Witting Celeste, Azizi Zahra, Gomez Sofia Elena, Zammit Alban, Sarraju Ashish, Ngo Summer, Hernandez-Boussard Tina, Rodriguez Fatima
Stanford University Division of Cardiovascular Medicine and Cardiovascular Institute, Department of Medicine, Stanford University, Center for Academic Medicine, Mail Code 5687, 453 Quarry Road, Palo Alto, Stanford, CA, USA.
Center for Digital Health, Stanford University, Stanford, CA, USA.
Am J Prev Cardiol. 2023 Apr 11;14:100496. doi: 10.1016/j.ajpc.2023.100496. eCollection 2023 Jun.
Statins are the cornerstone of treatment of patients with atherosclerotic cardiovascular disease (ASCVD). Despite this, multiple studies have shown that women with ASCVD are less likely to be prescribed statins than men. The objective of this study was to use Natural Language Processing (NLP) to elucidate factors contributing to this disparity.
Our cohort included adult patients with two or more encounters between 2014 and 2021 with an ASCVD diagnosis within a multisite electronic health record (EHR) in Northern California. After reviewing structured EHR prescription data, we used a benchmark deep learning NLP approach, Clinical Bidirectional Encoder Representations from Transformers (BERT), to identify and interpret discussions of statin prescriptions documented in clinical notes. Clinical BERT was evaluated against expert clinician review in 20% test sets.
There were 88,913 patients with ASCVD (mean age 67.8±13.1 years) and 35,901 (40.4%) were women. Women with ASCVD were less likely to be prescribed statins compared with men (56.6% vs 67.6%, <0.001), and, when prescribed, less likely to be prescribed guideline-directed high-intensity dosing (41.4% vs 49.8%, <0.001). These disparities were more pronounced among younger patients, patients with private insurance, and those for whom English is their preferred language. Among those not prescribed statins, women were less likely than men to have statins mentioned in their clinical notes (16.9% vs 19.1%, <0.001). Women were less likely than men to have statin use reported in clinical notes despite absence of recorded prescription (32.8% vs 42.6%, <0.001).
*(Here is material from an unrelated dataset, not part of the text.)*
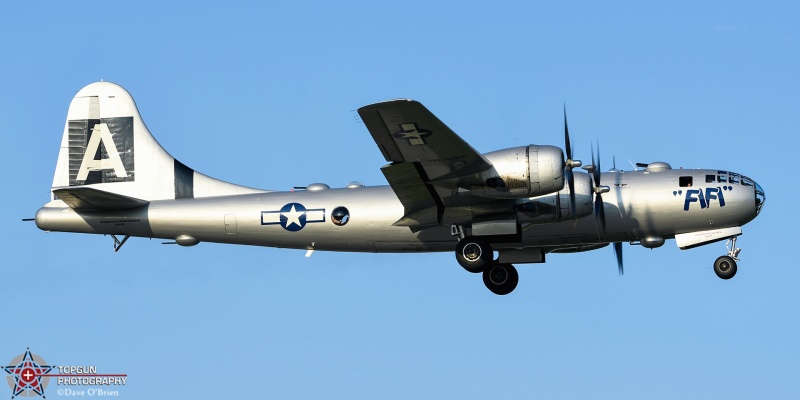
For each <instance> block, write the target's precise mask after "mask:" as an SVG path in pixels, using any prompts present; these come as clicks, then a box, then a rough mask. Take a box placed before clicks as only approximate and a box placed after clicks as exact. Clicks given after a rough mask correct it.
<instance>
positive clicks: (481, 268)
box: [456, 237, 494, 274]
Women were slightly more likely than men to have statin intolerance documented in structured data or clinical notes (6.0% vs 5.3%, =0.003).
Women with ASCVD were less likely to be prescribed guideline-directed statins compared with men. NLP identified additional sex-based statin disparities and reasons for statin non-prescription in clinical notes of patients with ASCVD.
他汀类药物是动脉粥样硬化性心血管疾病(ASCVD)患者治疗的基石。尽管如此,多项研究表明,患有ASCVD的女性比男性更不容易被处方他汀类药物。本研究的目的是使用自然语言处理(NLP)来阐明导致这种差异的因素。
我们的队列包括2014年至2021年间在北加利福尼亚州多地点电子健康记录(EHR)中被诊断为ASCVD且有两次或更多次就诊记录的成年患者。在审查结构化的EHR处方数据后,我们使用了一种基准深度学习NLP方法,即来自Transformer的临床双向编码器表示(BERT),来识别和解释临床记录中记录的他汀类药物处方的讨论。在20%的测试集中,将临床BERT与专家临床医生的审查结果进行了评估。
共有88,913例ASCVD患者(平均年龄67.8±13.1岁),其中35,901例(40.4%)为女性。与男性相比,患有ASCVD的女性被处方他汀类药物的可能性较小(56.6%对67.6%,P<0.001),并且在被处方时,被处方指南指导的高强度剂量的可能性也较小(41.4%对49.8%,P<0.001)。这些差异在年轻患者、有私人保险的患者以及以英语为首选语言的患者中更为明显。在未被处方他汀类药物的患者中,女性在临床记录中被提及使用他汀类药物的可能性低于男性(16.9%对19.1%,P<0.001)。尽管没有记录处方,但女性在临床记录中被报告使用他汀类药物的可能性低于男性(32.8%对42.6%,P<0.001)。在结构化数据或临床记录中,女性被记录有他汀类药物不耐受的可能性略高于男性(6.0%对5.3%,P=0.003)。
与男性相比,患有ASCVD的女性被处方指南指导的他汀类药物的可能性较小。NLP在ASCVD患者的临床记录中发现了基于性别的他汀类药物差异以及他汀类药物未处方的原因。